S. Afr. dent. j. vol.75 no.4 Johannesburg may. 2020 



Yes, you can say no



LM SykesI; E CraffordII; A FortuinIII

IBSc, BDS, MDent, IRENSA, Dip Forensic Path, Dip ESMEA, Head of Department of Prosthodontics, University of Pretoria, Pretoria, South Africa. ORCID Number: 0000-0002-2002-6238
IIBBChD, BChD Hons, Oral Medicine, MChD OMP, Senior Specialist Department of Oral Medicine and Periodontics, University of Pretoria, Pretoria, South Africa
IIIBChD, PDD, MDent, Specialist Department of Prosthodontics, University of Pretoria, Pretoria, South Africa





Quality dental care begins with determining the patient's understanding of the dental treatment, their expectations, attaining all the diagnostic information and compiling a treatment plan best suited to each individual.1 Once a decision has been made to undertake treatment, the clinician may adopt a paternalistic approach or could lean towards respecting patient autonomy.2

In the former, the clinician takes on an authoritative role and imposes the treatment plan on the patient, while in the latter there is more emphasis on the doctor:patient relationship and it is the patient who ultimately decides on what treatment will be performed. If there is a lack of agreement between the two, the practitioner may be faced with a legal and/or ethical dilemma.2

In legal terms, paternalism has been defined as "Restriction of a subjects self-regarding conduct primarily for the good of that same subject".3 However many disputes have arisen over its use and justification in the health care setting.

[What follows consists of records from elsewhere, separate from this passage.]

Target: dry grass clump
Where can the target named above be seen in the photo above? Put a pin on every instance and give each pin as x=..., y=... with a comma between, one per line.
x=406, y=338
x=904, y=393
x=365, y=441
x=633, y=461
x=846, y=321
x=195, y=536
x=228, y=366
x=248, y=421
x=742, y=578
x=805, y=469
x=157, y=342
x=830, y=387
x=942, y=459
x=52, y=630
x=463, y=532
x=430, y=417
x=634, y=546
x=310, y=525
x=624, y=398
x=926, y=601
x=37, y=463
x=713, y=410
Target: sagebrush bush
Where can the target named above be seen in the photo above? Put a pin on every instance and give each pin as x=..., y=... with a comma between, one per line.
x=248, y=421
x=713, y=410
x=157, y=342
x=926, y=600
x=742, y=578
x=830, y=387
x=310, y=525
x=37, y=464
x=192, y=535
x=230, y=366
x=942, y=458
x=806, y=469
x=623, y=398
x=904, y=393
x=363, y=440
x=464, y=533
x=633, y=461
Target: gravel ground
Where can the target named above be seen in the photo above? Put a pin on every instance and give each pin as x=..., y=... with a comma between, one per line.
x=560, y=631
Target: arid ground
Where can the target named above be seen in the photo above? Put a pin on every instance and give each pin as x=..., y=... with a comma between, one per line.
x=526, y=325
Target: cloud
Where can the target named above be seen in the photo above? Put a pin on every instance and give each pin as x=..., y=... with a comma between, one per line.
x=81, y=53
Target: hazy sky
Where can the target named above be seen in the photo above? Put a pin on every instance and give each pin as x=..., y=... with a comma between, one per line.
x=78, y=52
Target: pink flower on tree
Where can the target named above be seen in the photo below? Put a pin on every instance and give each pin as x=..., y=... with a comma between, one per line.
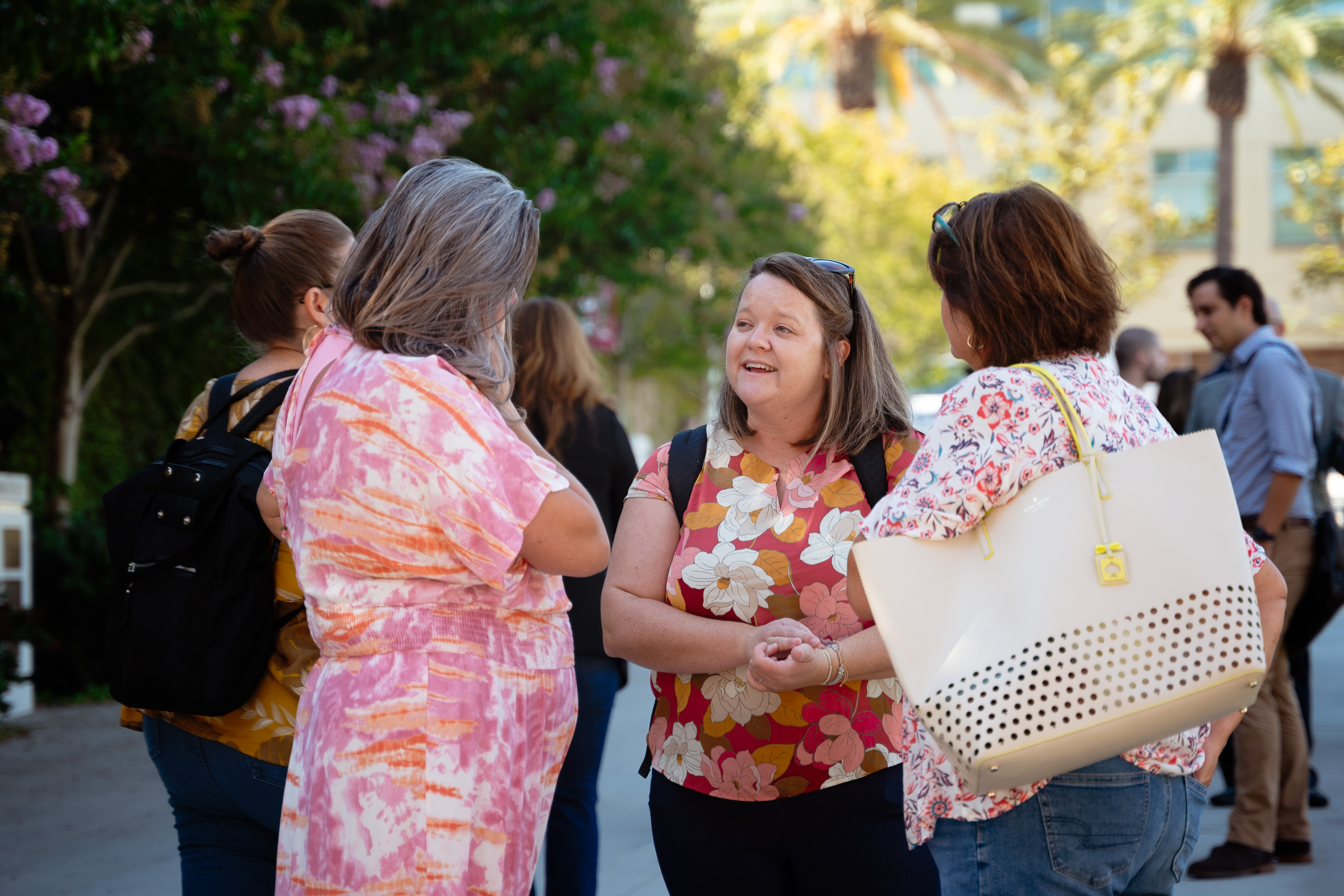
x=45, y=150
x=740, y=777
x=25, y=111
x=139, y=45
x=299, y=111
x=397, y=108
x=26, y=148
x=830, y=616
x=60, y=182
x=271, y=73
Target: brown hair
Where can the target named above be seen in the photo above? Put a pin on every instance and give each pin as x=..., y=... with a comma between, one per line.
x=1029, y=276
x=865, y=395
x=437, y=266
x=557, y=373
x=275, y=265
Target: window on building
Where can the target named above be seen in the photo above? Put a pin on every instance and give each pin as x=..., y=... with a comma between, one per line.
x=1187, y=182
x=1288, y=230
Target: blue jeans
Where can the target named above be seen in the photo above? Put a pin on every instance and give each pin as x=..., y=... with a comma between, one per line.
x=226, y=811
x=572, y=831
x=1108, y=828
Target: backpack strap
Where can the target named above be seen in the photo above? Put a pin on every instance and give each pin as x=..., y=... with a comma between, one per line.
x=222, y=397
x=686, y=460
x=871, y=468
x=265, y=407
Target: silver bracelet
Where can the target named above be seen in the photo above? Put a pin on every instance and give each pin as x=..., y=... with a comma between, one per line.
x=840, y=675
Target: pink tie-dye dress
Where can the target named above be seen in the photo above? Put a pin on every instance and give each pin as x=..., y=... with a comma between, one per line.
x=433, y=726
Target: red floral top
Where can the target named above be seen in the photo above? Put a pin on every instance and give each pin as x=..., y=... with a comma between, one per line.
x=761, y=545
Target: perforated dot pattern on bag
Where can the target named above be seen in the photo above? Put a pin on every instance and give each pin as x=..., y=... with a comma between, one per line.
x=1082, y=676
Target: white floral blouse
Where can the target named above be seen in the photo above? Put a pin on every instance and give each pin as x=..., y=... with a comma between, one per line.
x=995, y=433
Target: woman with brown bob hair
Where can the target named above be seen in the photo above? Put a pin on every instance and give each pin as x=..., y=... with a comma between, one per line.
x=558, y=386
x=1025, y=280
x=429, y=529
x=814, y=428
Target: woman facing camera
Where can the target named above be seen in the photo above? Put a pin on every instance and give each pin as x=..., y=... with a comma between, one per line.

Confusion and disagreement has been compounded by the fact that there are no clear boundaries between what should be considered "soft" (weak) paternalism, and what constitutes "hard" (strong) paternalism. Soft paternalism can be justified on the basis that the individual "lacks the requisite decision-making capacity to engage in the restricted conduct". This includes situations where their decision was: "not factually informed; not adequately understood; coerced; or not substantially voluntary".

Maturity and mental capacity have also been mentioned as factors to consider. Soft paternalism does not call for the constraint of any decision, but rather for the constraint of an "impaired decision" due to a person's "compulsion, misinformation, impetousness, clouded judgement, immaturity, or defective faculties of reasoning", and is meant to protect that subject from dangerous choices that are not truly their own.1 It is often not regarded as truly paternalistic if the agent's liberty-limiting actions are performed to either protect the subject from harm, or from receiving no benefits, or to confirm that their decisions were truly voluntary. Note that agents' motives matter!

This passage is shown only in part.